Another factor is that he spent his months in the jungle near the border, where there were no villages and no guerrillas. Atrocities like the massacre of villagers in My Lai took place many miles further south. Yet even in this novel, the fighting men with whom he identifies so strongly are depicted cutting off the ears of dead Vietnamese for souvenirs.

And there is an almost throwaway sentence in which the reader is told that the US soldiers are casually killing enemy soldiers who have their hands up. In battle, they are overcome by blood lust which makes them exult in death.

One of Marlantes's disturbing claims is that almost any teenager who is given a weapon and thrown into a situation such as this will get a high out of inflicting violence on his opponents.

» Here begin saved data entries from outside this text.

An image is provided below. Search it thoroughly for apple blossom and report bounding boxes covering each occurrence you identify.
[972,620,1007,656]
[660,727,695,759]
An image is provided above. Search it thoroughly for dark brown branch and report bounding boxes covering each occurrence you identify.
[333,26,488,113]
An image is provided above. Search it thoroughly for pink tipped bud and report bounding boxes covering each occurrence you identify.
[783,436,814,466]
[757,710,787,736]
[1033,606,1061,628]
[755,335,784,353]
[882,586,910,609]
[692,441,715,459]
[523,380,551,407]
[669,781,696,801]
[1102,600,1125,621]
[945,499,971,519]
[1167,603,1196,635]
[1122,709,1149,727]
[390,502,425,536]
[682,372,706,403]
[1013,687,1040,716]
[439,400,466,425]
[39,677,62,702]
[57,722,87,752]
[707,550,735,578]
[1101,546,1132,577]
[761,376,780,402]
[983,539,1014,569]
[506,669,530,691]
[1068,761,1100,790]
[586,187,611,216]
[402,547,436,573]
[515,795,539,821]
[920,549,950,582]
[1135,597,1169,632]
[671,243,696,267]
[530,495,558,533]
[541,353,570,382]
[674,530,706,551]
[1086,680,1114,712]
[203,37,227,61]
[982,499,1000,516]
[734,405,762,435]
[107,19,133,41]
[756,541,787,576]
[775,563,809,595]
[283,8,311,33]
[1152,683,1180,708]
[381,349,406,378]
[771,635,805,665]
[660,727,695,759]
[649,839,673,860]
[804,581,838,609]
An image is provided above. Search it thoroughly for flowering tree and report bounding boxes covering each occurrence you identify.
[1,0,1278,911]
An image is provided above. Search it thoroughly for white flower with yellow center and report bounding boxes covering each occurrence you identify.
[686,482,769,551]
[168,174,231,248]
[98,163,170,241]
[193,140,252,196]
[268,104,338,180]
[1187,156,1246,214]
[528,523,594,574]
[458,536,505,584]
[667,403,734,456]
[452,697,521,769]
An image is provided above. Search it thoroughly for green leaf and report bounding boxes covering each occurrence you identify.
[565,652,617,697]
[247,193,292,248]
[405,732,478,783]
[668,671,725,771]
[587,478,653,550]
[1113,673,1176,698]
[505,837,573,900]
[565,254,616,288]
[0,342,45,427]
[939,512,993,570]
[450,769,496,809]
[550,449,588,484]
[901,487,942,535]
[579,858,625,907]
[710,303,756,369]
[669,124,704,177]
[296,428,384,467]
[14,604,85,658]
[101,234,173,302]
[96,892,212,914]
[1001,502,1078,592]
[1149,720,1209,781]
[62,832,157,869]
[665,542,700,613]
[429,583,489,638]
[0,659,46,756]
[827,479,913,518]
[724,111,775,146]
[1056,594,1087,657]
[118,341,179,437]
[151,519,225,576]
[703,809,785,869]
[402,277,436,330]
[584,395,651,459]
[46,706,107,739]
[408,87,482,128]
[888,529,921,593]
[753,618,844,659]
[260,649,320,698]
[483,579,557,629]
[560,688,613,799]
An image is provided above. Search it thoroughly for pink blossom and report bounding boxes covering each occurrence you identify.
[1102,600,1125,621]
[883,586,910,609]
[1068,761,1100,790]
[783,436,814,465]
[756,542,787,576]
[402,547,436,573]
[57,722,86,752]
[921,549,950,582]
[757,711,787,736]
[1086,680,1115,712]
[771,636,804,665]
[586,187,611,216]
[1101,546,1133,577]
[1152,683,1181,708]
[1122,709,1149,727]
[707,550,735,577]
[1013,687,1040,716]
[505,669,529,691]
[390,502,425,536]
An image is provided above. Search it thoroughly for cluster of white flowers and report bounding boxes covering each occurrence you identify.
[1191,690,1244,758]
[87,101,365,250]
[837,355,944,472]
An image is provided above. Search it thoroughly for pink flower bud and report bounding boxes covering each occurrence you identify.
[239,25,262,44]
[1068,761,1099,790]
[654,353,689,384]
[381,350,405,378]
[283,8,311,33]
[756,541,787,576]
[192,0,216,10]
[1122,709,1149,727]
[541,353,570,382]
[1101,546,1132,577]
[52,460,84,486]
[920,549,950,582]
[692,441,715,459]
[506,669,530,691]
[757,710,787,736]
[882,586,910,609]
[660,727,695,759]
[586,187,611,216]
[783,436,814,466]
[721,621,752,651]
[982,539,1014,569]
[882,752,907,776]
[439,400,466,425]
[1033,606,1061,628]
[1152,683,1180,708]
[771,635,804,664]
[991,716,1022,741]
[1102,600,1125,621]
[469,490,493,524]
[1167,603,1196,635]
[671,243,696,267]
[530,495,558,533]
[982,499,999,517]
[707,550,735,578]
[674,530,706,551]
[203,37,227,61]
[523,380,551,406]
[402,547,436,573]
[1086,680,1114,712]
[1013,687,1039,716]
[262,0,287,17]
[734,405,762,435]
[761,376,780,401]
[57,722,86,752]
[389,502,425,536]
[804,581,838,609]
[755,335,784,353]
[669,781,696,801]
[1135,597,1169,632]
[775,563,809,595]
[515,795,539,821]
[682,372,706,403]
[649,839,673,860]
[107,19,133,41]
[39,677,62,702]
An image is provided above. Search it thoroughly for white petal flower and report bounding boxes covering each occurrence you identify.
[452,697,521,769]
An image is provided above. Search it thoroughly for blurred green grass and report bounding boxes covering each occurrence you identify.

"I call it the Mad Monkey. My guess is that anybody put into that situation, when it's a matter of saving their side, would exalt when it happens. Some people would claim that they'd say 'no'. They're just kidding themselves. Or maybe there are some people who are probably much more peaceful than I am. I did join the marines." If he is right, we can expect worse stories than his to come out when veterans start writing dispassionately truthful accounts from Iraq or Afghanistan – where the killing may be more impersonal if the killer is rarely close enough to make eye contact with his victim.

"I have always been happy that we didn't have the moral dilemmas that they're facing in Afghanistan or that the [US] army faced [in Vietnam] with villagers and Vietcong. With us, anything that moved was a North Vietnamese soldier in uniform, so there was none of this horrible moral dilemma which our kids are facing now. We call them soldiers or marines, when actually they're just kids. It is a shame to put 19-year-olds into that position," he said.